Ketamine has received a bad rap as an opioid, according to John Hopkins experts, and that when there’s plenty of evidence suggesting it isn’t one. They believe this reputation may hamper patients from getting necessary treatment for the kinds of depression that don’t respond to typical antidepressants. In hopes of restoring the therapy’s standing among healthcare professionals and the public, the researchers clarify the mechanism behind ketamine’s mechanism in a new paper. In March the US Food and Drug Administration approved esketamine, a version of the ketamine molecule, as a nasal spray to treat depression that hasn’t responded to other treatments.

When ketamine is taken, it turns on the master switch mTOR to enable antidepressant effects, but if naltrexone is given on top of that, naltrexone obstructs and shuts off the mTOR again.

“A study done late last year delivered a black eye to ketamine, and as a result of the coverage, there was a wholesale acceptance by both potential patients and physicians that ketamine is an opioid,” said Dr Adam Kaplin, assistant professor of Psychiatry and Behavioural Sciences at the Johns Hopkins University School of Medicine. “This is most worrisome if people continue to think this way, particularly in the wake of the opioid epidemic; clinicians won’t refer patients for treatment, despite that it has been shown to be incredibly effective for many patients with treatment-resistant depression.”

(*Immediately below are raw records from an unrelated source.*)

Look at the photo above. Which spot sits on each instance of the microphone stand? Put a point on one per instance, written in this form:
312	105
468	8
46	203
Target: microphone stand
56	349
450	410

Naltrexone (the drug used to reverse accidental opioid overdoses) binds to opioid receptors on the surface of brain cells and prevents opioids like morphine or heroin from sticking to them and acting on the brain, preventing the high. In late 2018, researchers at Stanford University and Palo Alto University showed that naltrexone also blocks the antidepressant effects of ketamine, which led them to propose that ketamine must also bind to the same opioid receptors and thus concluded that ketamine must be an opioid.

Dr Kaplin said there’s plenty of contrary evidence demonstrating that ketamine sticks to an entirely different receptor on brain cells: the NMDA receptors – involved in learning and memory – instead of the opioid receptors. According to Dr Kaplin it works as follows: Normally, NMDA receptors get turned on when the chemical messenger glutamate binds to them. Turning on the NMDA receptors turns off a master control switch in the cell called mTOR, which ultimately results in learning a behaviour or forming a new memory. Ketamine can also bind to the NMDA receptors, but it has the opposite effect of glutamate, in that it turns these receptors off.

Turning off the NMDA receptors turns on the master control switch mTOR, which is required for ketamine’s antidepressant properties. Separately opioid receptors are normally turned on at low-levels all the time, even without opioids to turn them on all the way, said Dr Kaplin. This low activity of the opioid receptors normally suppresses the level of another chemical messenger called cyclic AMP (cAMP). When the overdose drug naltrexone is administered, it sticks to the opioid receptors, turning them completely off, which releases the brakes on cAMP.

This increase in cAMP is what then interferes with the master switch mTOR, shutting it down. When ketamine is taken, it turns on the master switch mTOR to enable antidepressant effects, but if naltrexone is given on top of that, naltrexone obstructs and shuts off the mTOR again. It is through cAMP that naltrexone overrides and extinguishes the antidepressant effects of ketamine. These NMDA receptors are found together with the opioid receptors on brain cells, and Dr Kaplin said it’s no surprise their components can meddle with one another, like interference picked up on a phone call or on the radio.

“This interference and cross-talk does not mean ketamine is an opioid, and to wrongly label it as such could eventually keep patients from essential antidepressant medications that could make a huge difference in their quality of life,” said Dr Kaplin. The FDA specified that ketamine is to be administered under the watch of physicians in small doses and in a healthcare setting to minimise any chance of abuse. The drug works much faster than other traditional antidepressants on the market, sometimes even after one or two uses. Chief psychiatrist at Yale Medicine and one of the pioneers of ketamine research in the US, Dr John Krystal has called esketamine ‘a game changer’.

“With most medications, like Valium, the anti-anxiety effect you get only lasts when it is in your system. When the Valium goes away, you can get rebound anxiety. When you take ketamine, it triggers reactions in your cortex that enable brain connections to regrow. It’s the reaction to ketamine, not the presence of ketamine in the body that constitutes its effects,” he explained. “And this is exactly what makes ketamine unique as an antidepressant, Dr Krystal said. Dr Kaplin and his team are in the process of setting up their own ketamine clinic at Johns Hopkins, which they anticipate will be opening within the next year.